ROME (Reuters) - The former captain of the Costa Concordia cruise liner was sentenced to 16 years in prison on Friday by Italy’s highest court for his role in the 2012 shipwreck, which killed 32 people off the Tuscan holiday island of Giglio.
Francesco Schettino was originally found guilty in 2015 of manslaughter, causing a shipwreck and abandoning his passengers. Friday’s ruling marked the end of the appeals process, with the court upholding the initial verdict.
Free during the prolonged legal battles, Schettino, 56, reported to a Rome prison to start his sentence as soon as he was told of the verdict, his lawyer Saverio Senese said.
“As always, Italy needs to find a scapegoat,” Senese told reporters, adding that his client had waited for word of his fate alone outside the prison gates rather than stay at home with his family in southern Italy.

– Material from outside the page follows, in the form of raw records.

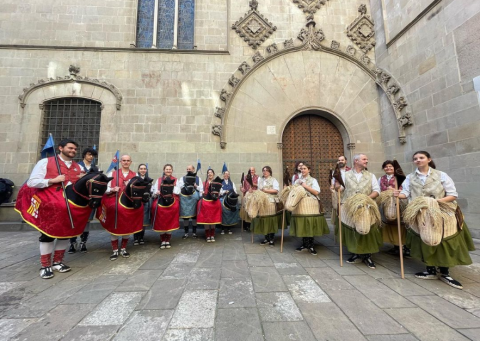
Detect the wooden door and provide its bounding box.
[282,114,344,215]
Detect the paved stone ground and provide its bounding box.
[0,220,480,341]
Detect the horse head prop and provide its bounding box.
[223,192,238,212]
[158,176,175,206]
[65,171,113,208]
[342,193,381,235]
[181,172,197,195]
[205,176,222,200]
[120,176,153,209]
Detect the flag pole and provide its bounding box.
[115,150,120,230]
[395,178,405,279]
[337,187,343,266]
[50,133,75,230]
[280,206,285,253]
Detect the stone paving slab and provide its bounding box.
[0,230,480,341]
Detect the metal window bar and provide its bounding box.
[39,98,102,161]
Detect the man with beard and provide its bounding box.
[330,155,351,192]
[177,165,203,239]
[335,154,383,269]
[27,139,81,279]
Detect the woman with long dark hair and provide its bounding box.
[395,150,475,289]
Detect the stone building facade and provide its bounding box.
[0,0,480,236]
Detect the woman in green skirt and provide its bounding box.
[252,166,282,246]
[290,163,330,256]
[394,151,475,289]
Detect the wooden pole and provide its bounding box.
[280,208,285,253]
[395,180,405,279]
[337,188,343,266]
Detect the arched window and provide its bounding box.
[40,97,102,161]
[137,0,195,50]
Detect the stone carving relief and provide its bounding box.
[212,16,413,149]
[18,65,123,110]
[347,4,376,53]
[232,0,277,49]
[293,0,328,15]
[238,62,251,75]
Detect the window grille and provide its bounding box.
[40,98,102,161]
[136,0,195,50]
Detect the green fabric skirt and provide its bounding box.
[251,212,282,235]
[285,210,292,228]
[335,221,383,255]
[290,214,330,237]
[406,223,475,267]
[382,222,407,246]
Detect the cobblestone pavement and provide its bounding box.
[0,222,480,341]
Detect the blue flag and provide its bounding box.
[40,135,55,159]
[197,159,202,172]
[107,150,120,173]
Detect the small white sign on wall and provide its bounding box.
[267,126,277,135]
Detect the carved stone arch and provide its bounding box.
[18,66,123,159]
[212,18,413,149]
[277,106,354,152]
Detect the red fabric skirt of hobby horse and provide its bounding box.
[96,193,143,236]
[197,198,222,225]
[151,195,180,232]
[15,184,92,238]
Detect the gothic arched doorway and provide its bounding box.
[282,114,344,214]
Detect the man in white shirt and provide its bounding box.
[27,139,81,279]
[335,154,383,269]
[68,147,98,254]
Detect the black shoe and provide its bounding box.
[120,249,130,258]
[347,254,360,264]
[52,262,72,272]
[40,266,54,279]
[440,275,463,289]
[387,245,400,256]
[363,256,376,269]
[415,271,438,279]
[67,243,77,252]
[110,250,118,260]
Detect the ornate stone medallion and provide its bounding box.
[347,4,375,53]
[232,0,277,49]
[293,0,328,15]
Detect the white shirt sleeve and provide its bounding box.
[150,178,158,194]
[440,172,458,198]
[197,177,203,195]
[372,174,380,194]
[27,158,48,188]
[273,179,280,192]
[400,174,410,198]
[312,179,320,193]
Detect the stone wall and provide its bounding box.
[371,0,480,237]
[0,0,424,226]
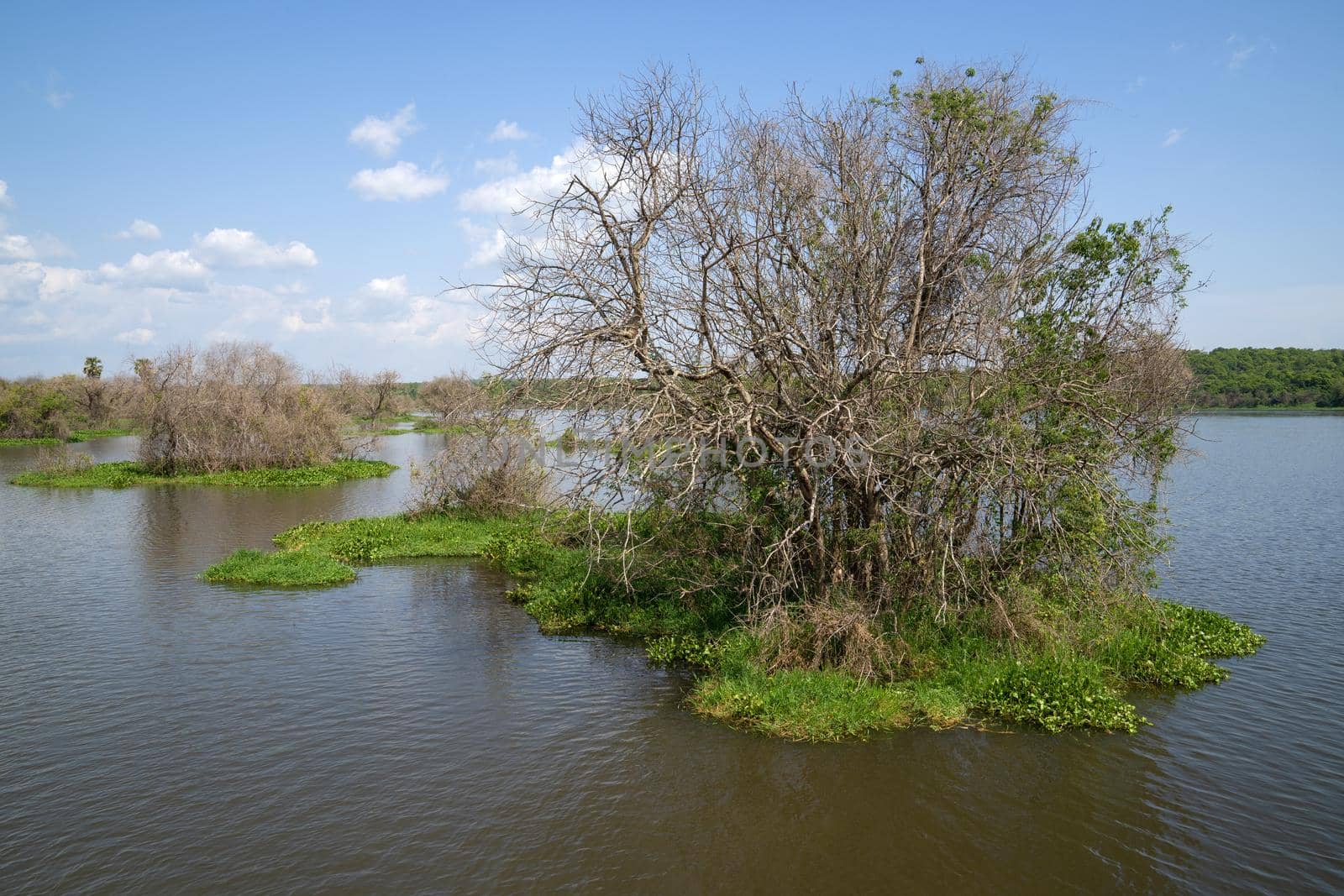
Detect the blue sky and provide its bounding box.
[0,2,1344,378]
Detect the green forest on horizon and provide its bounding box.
[1185,348,1344,408]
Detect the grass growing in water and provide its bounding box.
[0,438,60,448]
[9,459,396,489]
[203,515,1263,740]
[0,428,137,448]
[202,516,527,585]
[200,548,354,587]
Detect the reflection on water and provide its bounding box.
[0,417,1344,892]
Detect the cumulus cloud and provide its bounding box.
[349,161,449,202]
[457,217,508,267]
[42,71,76,109]
[488,118,533,143]
[117,217,163,239]
[0,233,38,260]
[365,274,410,298]
[117,327,155,345]
[459,146,580,215]
[349,102,419,159]
[0,262,45,305]
[191,227,318,269]
[280,298,336,333]
[473,153,517,177]
[98,249,210,291]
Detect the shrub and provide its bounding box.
[139,343,347,474]
[412,426,551,516]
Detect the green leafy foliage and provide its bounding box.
[979,654,1147,733]
[9,459,396,489]
[204,511,1263,740]
[200,548,354,587]
[1185,348,1344,408]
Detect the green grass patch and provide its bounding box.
[9,459,396,489]
[195,513,1265,741]
[66,427,139,442]
[202,515,531,585]
[0,438,60,448]
[200,548,354,587]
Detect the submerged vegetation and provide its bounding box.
[9,454,396,489]
[196,62,1261,740]
[202,511,1263,740]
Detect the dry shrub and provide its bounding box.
[332,367,406,421]
[753,595,906,681]
[137,343,348,473]
[0,376,76,439]
[412,425,551,516]
[419,371,489,427]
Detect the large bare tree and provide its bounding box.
[481,65,1188,666]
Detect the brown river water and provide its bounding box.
[0,415,1344,893]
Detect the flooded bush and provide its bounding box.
[412,425,551,516]
[137,343,348,474]
[419,372,489,428]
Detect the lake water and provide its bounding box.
[0,415,1344,893]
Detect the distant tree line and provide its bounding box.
[1187,348,1344,407]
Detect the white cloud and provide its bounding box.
[457,217,508,267]
[0,262,45,304]
[0,233,38,260]
[191,227,318,269]
[42,71,76,109]
[280,298,336,333]
[457,146,580,215]
[349,161,449,202]
[351,296,481,347]
[117,327,155,345]
[365,274,410,298]
[117,217,163,239]
[473,153,517,177]
[488,118,533,143]
[349,102,419,159]
[98,249,210,291]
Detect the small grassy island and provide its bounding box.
[202,511,1265,740]
[9,459,396,489]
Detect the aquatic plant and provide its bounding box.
[9,454,396,489]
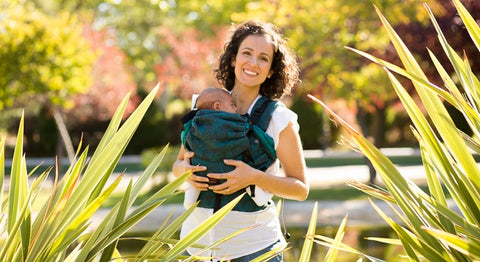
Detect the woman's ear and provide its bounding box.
[213,101,221,110]
[267,70,273,78]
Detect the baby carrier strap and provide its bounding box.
[250,96,278,131]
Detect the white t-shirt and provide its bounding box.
[180,95,299,260]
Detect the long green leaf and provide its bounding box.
[425,228,480,260]
[7,114,29,233]
[324,215,348,262]
[0,136,6,209]
[164,194,244,261]
[298,202,318,262]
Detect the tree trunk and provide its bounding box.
[357,101,377,184]
[52,108,75,163]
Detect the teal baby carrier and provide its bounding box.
[181,97,279,212]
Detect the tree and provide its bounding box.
[0,0,94,158]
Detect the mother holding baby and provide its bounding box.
[173,21,309,261]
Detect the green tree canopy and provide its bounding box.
[0,1,95,108]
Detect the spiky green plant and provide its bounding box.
[310,0,480,261]
[0,85,241,262]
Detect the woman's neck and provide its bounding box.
[232,87,259,114]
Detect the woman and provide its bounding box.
[173,21,308,261]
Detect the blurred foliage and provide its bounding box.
[0,0,94,108]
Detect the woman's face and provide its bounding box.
[232,35,274,87]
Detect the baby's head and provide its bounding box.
[196,87,237,113]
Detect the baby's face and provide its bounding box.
[220,96,237,113]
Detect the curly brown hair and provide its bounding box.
[215,20,300,99]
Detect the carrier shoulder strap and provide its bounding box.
[250,96,277,131]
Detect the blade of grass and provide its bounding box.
[298,202,318,262]
[164,194,244,261]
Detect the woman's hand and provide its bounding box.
[207,159,262,195]
[173,147,209,191]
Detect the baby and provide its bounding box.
[196,87,237,113]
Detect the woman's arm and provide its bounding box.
[172,145,208,191]
[207,122,309,200]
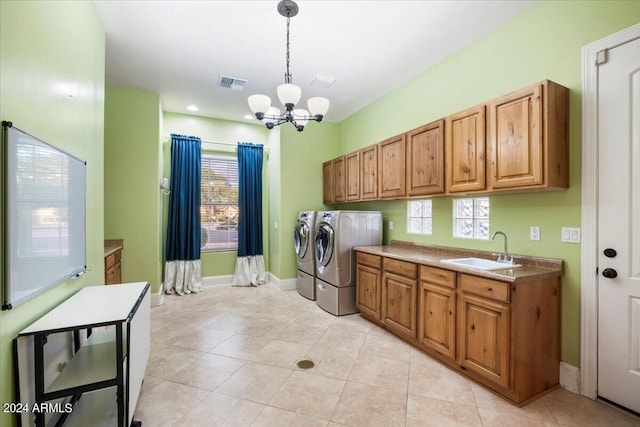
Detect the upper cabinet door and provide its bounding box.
[487,80,569,191]
[378,134,406,198]
[322,160,334,205]
[344,151,360,202]
[407,120,444,196]
[360,144,378,200]
[445,105,486,193]
[489,85,543,188]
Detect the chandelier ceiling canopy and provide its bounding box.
[248,0,329,132]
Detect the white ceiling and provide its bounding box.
[94,0,536,122]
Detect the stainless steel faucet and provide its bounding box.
[491,231,513,264]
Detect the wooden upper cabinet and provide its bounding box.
[445,105,486,193]
[488,80,569,190]
[322,160,334,205]
[406,120,444,196]
[378,134,406,199]
[344,151,360,202]
[360,144,378,200]
[333,156,347,202]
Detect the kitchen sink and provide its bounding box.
[440,258,522,270]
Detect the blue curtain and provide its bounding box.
[166,134,202,261]
[238,142,263,257]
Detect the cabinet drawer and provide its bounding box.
[382,258,418,279]
[357,252,382,269]
[420,265,456,288]
[460,274,509,301]
[104,253,116,270]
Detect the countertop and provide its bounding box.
[104,239,124,258]
[354,241,564,283]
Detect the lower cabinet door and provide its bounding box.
[356,264,380,322]
[418,282,456,359]
[458,293,509,388]
[382,272,418,341]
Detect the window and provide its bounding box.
[453,198,489,239]
[200,155,238,252]
[407,200,433,234]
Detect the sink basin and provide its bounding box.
[440,258,522,270]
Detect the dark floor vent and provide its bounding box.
[298,360,316,369]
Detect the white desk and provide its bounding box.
[15,282,151,427]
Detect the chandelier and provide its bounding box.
[248,0,329,132]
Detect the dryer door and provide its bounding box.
[316,222,334,267]
[293,221,309,260]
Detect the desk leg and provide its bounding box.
[116,323,124,427]
[33,334,46,427]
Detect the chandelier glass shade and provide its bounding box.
[248,0,329,132]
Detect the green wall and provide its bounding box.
[104,86,162,292]
[276,122,339,279]
[339,1,640,366]
[162,112,277,277]
[0,0,105,426]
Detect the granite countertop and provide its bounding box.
[104,239,124,258]
[355,240,564,283]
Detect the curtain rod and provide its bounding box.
[164,135,269,153]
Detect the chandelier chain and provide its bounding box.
[284,12,292,83]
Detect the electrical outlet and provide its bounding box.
[529,227,540,240]
[560,227,580,243]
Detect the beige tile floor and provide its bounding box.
[135,285,640,427]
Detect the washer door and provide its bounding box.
[316,222,334,267]
[293,221,309,260]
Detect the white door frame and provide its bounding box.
[580,24,640,399]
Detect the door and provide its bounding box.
[444,105,486,193]
[378,135,406,198]
[459,293,509,387]
[293,221,309,261]
[406,120,444,196]
[598,39,640,412]
[418,281,456,359]
[315,222,334,271]
[382,271,418,339]
[360,145,378,200]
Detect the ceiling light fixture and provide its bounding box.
[248,0,329,132]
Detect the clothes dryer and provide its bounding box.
[314,211,382,316]
[293,211,316,301]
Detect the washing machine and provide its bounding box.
[314,211,382,316]
[293,211,316,301]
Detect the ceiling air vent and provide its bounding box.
[218,75,247,91]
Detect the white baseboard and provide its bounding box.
[202,274,233,287]
[267,273,298,291]
[151,285,164,307]
[560,362,580,394]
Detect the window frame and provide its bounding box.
[452,197,491,240]
[407,199,433,236]
[200,152,239,253]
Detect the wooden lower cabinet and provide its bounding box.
[356,252,561,405]
[418,282,456,359]
[356,260,381,323]
[382,271,418,339]
[459,293,510,388]
[104,250,122,285]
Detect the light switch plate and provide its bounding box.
[560,227,580,243]
[529,227,540,240]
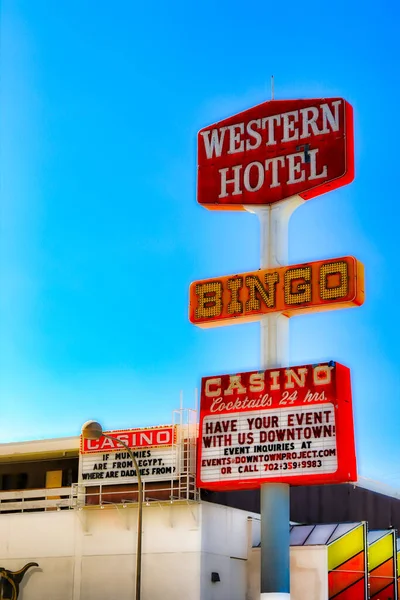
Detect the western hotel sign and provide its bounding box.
[197,98,354,210]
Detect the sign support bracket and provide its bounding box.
[245,196,304,600]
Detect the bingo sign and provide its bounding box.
[80,425,178,485]
[197,98,354,210]
[197,362,357,490]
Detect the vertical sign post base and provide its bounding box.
[246,196,304,600]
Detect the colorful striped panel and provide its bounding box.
[368,531,397,600]
[328,523,367,600]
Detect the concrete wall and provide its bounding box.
[246,546,328,600]
[200,502,251,600]
[0,504,201,600]
[0,502,328,600]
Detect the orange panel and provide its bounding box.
[329,577,365,600]
[328,552,365,598]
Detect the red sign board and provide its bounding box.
[197,362,357,490]
[197,98,354,210]
[81,425,176,454]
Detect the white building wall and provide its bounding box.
[0,502,328,600]
[0,504,201,600]
[200,502,256,600]
[246,546,328,600]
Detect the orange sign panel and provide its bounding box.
[189,256,364,327]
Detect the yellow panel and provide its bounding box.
[46,471,62,489]
[328,525,364,571]
[368,533,393,571]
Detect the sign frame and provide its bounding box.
[197,97,354,210]
[196,361,357,491]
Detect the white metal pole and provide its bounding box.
[246,196,304,600]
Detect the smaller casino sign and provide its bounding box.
[189,256,364,327]
[80,425,178,485]
[197,362,357,490]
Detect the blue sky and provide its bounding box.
[0,0,400,485]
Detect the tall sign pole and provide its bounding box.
[189,98,364,600]
[248,196,304,600]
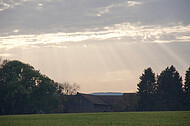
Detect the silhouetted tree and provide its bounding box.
[56,82,80,112]
[0,60,58,114]
[157,66,183,110]
[137,68,157,111]
[184,67,190,110]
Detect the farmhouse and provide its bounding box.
[68,93,122,112]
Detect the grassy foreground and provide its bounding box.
[0,111,190,126]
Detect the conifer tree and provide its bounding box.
[184,67,190,110]
[137,68,157,111]
[157,65,183,110]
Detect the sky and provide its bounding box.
[0,0,190,93]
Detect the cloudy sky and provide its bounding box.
[0,0,190,93]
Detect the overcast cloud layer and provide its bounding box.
[0,0,190,92]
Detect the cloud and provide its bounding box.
[0,22,190,49]
[127,1,142,7]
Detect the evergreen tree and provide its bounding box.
[157,66,183,110]
[137,68,157,111]
[184,67,190,110]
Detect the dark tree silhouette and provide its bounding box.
[184,67,190,110]
[137,68,157,110]
[157,65,183,110]
[0,60,58,114]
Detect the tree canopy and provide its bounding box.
[0,60,58,114]
[137,68,157,110]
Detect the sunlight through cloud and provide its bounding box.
[0,22,190,48]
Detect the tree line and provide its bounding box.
[0,60,80,115]
[0,60,190,115]
[137,65,190,111]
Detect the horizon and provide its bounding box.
[0,0,190,93]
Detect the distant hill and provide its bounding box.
[91,92,123,95]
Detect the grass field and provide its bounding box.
[0,111,190,126]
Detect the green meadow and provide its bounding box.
[0,111,190,126]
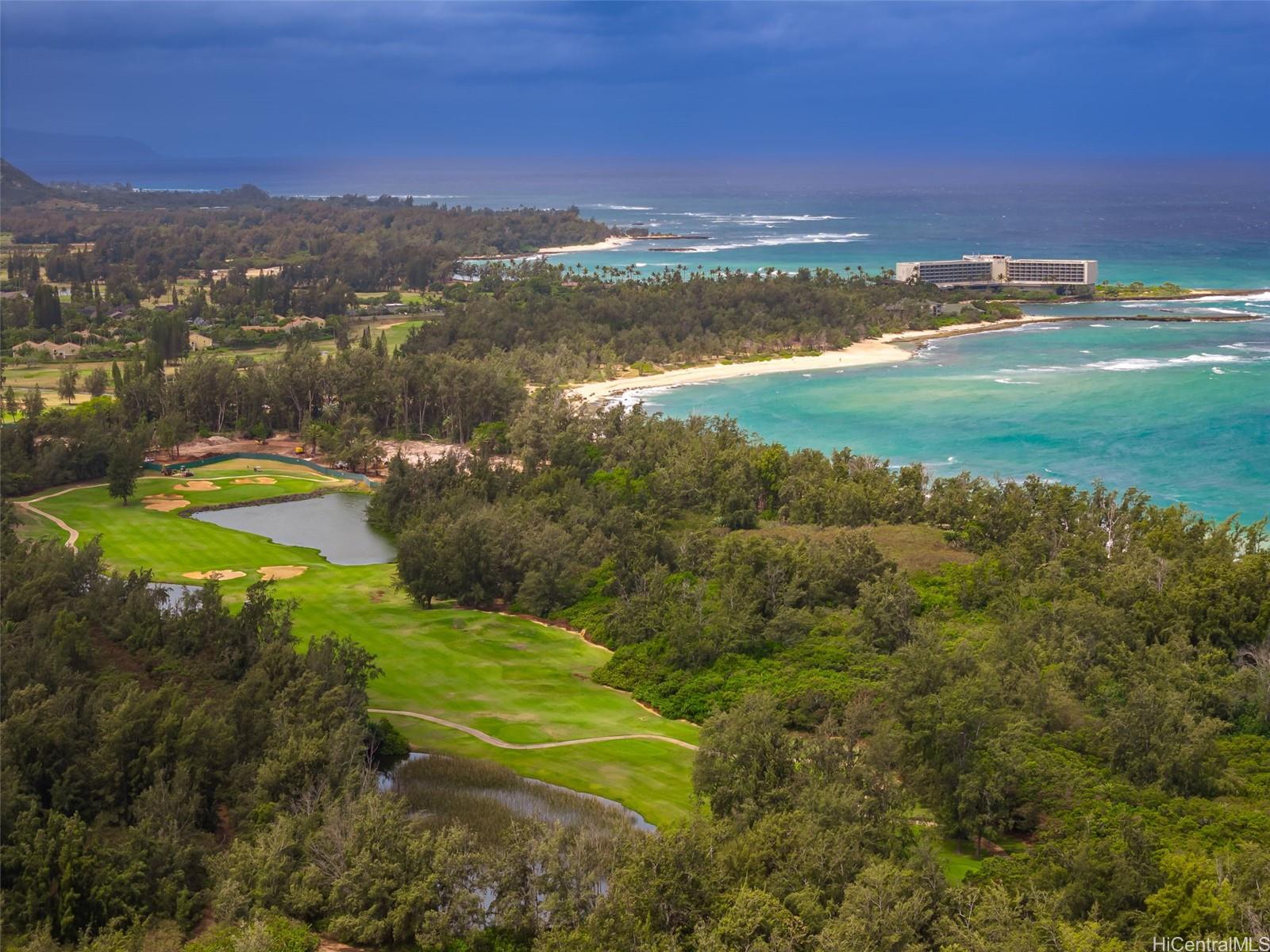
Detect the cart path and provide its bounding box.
[366,707,697,750]
[15,493,79,548]
[14,470,352,548]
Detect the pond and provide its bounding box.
[379,751,656,833]
[190,493,396,565]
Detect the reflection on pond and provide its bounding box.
[190,493,396,565]
[381,754,656,835]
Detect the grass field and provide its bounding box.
[21,461,697,823]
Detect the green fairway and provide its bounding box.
[24,461,697,823]
[383,321,424,353]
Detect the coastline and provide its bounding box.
[565,315,1270,402]
[536,235,640,258]
[567,335,913,401]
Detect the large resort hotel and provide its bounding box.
[895,255,1099,287]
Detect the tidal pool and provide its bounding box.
[189,493,396,565]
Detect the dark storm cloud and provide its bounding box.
[0,0,1270,156]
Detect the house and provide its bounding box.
[282,317,326,332]
[17,340,83,360]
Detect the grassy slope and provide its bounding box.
[22,463,697,823]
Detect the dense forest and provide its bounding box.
[0,263,1014,493]
[5,167,614,290]
[0,167,1270,952]
[0,389,1270,952]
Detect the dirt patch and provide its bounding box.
[146,497,189,512]
[173,480,220,493]
[184,569,246,582]
[256,565,309,582]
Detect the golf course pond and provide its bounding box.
[379,751,656,833]
[189,493,396,565]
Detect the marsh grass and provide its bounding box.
[390,754,650,842]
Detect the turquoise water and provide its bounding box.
[641,309,1270,522]
[27,155,1270,288]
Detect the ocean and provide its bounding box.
[30,160,1270,520]
[645,307,1270,523]
[25,156,1270,290]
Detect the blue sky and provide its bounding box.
[0,0,1270,161]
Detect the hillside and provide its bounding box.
[0,159,60,208]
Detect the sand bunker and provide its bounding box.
[256,565,309,582]
[186,569,246,582]
[173,480,220,493]
[146,493,189,512]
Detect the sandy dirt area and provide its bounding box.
[569,315,1112,400]
[569,340,913,400]
[379,440,471,466]
[538,235,637,255]
[256,565,309,582]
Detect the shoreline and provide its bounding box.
[536,235,641,258]
[565,313,1259,402]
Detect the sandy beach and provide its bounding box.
[535,235,639,255]
[569,316,1114,401]
[569,339,913,400]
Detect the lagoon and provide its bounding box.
[189,493,396,565]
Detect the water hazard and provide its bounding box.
[190,493,396,565]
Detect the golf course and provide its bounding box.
[17,459,697,825]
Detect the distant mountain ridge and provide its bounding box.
[0,159,61,208]
[0,127,160,167]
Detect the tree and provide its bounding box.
[84,367,110,400]
[155,410,189,455]
[692,692,794,819]
[106,434,144,505]
[57,364,79,404]
[30,284,62,330]
[21,383,44,420]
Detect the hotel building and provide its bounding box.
[895,255,1099,286]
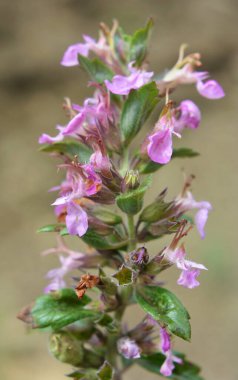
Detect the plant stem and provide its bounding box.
[127,214,136,251]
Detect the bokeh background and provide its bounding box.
[0,0,238,380]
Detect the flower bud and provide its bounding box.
[122,170,140,192]
[49,331,84,366]
[129,247,149,265]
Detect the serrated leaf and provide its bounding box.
[81,228,127,250]
[116,176,151,215]
[78,55,114,83]
[40,141,93,163]
[139,352,203,380]
[136,286,191,340]
[120,82,159,145]
[138,148,199,174]
[97,361,114,380]
[37,223,65,233]
[112,264,134,286]
[31,289,100,330]
[129,19,154,66]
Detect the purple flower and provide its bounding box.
[65,202,88,236]
[160,351,183,377]
[196,80,225,99]
[105,63,154,95]
[147,128,173,164]
[174,100,201,133]
[160,327,171,354]
[60,35,112,66]
[177,269,200,289]
[164,243,207,289]
[176,191,212,239]
[38,125,65,144]
[44,252,84,293]
[117,338,141,359]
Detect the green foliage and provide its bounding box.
[120,82,159,145]
[129,19,154,66]
[37,223,65,233]
[113,264,134,286]
[78,54,114,83]
[31,289,100,330]
[81,228,127,250]
[116,176,151,215]
[97,361,113,380]
[40,141,92,163]
[137,352,203,380]
[137,148,199,174]
[136,286,191,340]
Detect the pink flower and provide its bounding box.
[196,80,225,99]
[177,269,200,289]
[60,35,111,66]
[38,125,65,144]
[105,63,154,95]
[176,191,212,239]
[160,351,183,377]
[117,337,141,359]
[160,327,171,353]
[44,252,84,293]
[174,100,201,133]
[65,202,88,236]
[164,245,207,289]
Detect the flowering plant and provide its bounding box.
[19,20,224,380]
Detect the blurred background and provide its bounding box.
[0,0,238,380]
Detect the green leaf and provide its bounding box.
[137,148,199,174]
[97,361,114,380]
[78,54,114,83]
[37,223,65,233]
[81,228,127,250]
[93,207,122,226]
[121,82,159,145]
[116,176,151,215]
[130,19,154,66]
[136,286,191,340]
[172,148,199,158]
[40,141,92,163]
[112,264,134,286]
[31,289,100,330]
[139,352,203,380]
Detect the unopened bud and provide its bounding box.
[130,247,149,265]
[122,170,140,192]
[49,331,84,366]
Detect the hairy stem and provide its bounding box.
[127,214,136,251]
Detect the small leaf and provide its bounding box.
[130,19,154,66]
[112,264,135,286]
[136,286,191,340]
[31,289,99,330]
[37,223,65,233]
[81,228,127,250]
[121,82,159,145]
[172,148,199,158]
[116,176,151,215]
[40,141,92,163]
[137,148,199,174]
[93,207,122,226]
[139,352,203,380]
[78,55,114,83]
[97,361,114,380]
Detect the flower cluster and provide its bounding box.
[19,20,224,380]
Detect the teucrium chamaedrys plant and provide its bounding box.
[19,20,224,380]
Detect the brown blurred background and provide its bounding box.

The Costa Concordia was carrying more than 4,200 passengers and crew, when it hit rocks off Giglio on a chill January night, tearing a hole in its side and eventually keeling over.
Schettino was lambasted by the Italian media and branded “Captain Coward” for leaving the stricken ship while a chaotic night-time rescue operation was in full flow. Critics accused him of bringing shame to the whole country through his actions.
At his first trial prosecutors had asked for a 26-year term. Schettino admitted some responsibility but denied blame for the deaths that occurred during the evacuation and said he was not solely to blame.
His lawyer said he might appeal to the European Court of Human Rights. “I think there have been serious abuses here,” Senese said. “I never give up.”
Investigators severely criticised Schettino’s handling of the disaster, accusing him of sailing too close to shore to perform a spectacular “salute” to Giglio for the benefit of the ship’s head waiter, who came from the island.
Schettino was also accused of delaying the evacuation and abandoning his ship prematurely. He said he had been thrown off the vessel as it tilted and had landed on the roof a lifeboat.
Humiliatingly, a furious coast guard official had to order him to return to his ship and take charge of the rescue.
He was left alone on the stand to answer for the disaster after the ship’s owner, the Costa Cruises subsidiary of Carnival Corp, paid a fine of 1 million euros ($1.3 million at the time) (1.01 million pounds) and prosecutors accepted plea bargains from five other officials.
The massive, rusting hulk of the Costa Concordia was left abandoned on its side for two-and-a-half years before it was towed away in the most expensive maritime wreck recovery in history. The last body was not recovered until 2014.
Schettino’s defence team contended that he prevented an even worse disaster by steering the ship close to the island as it sank.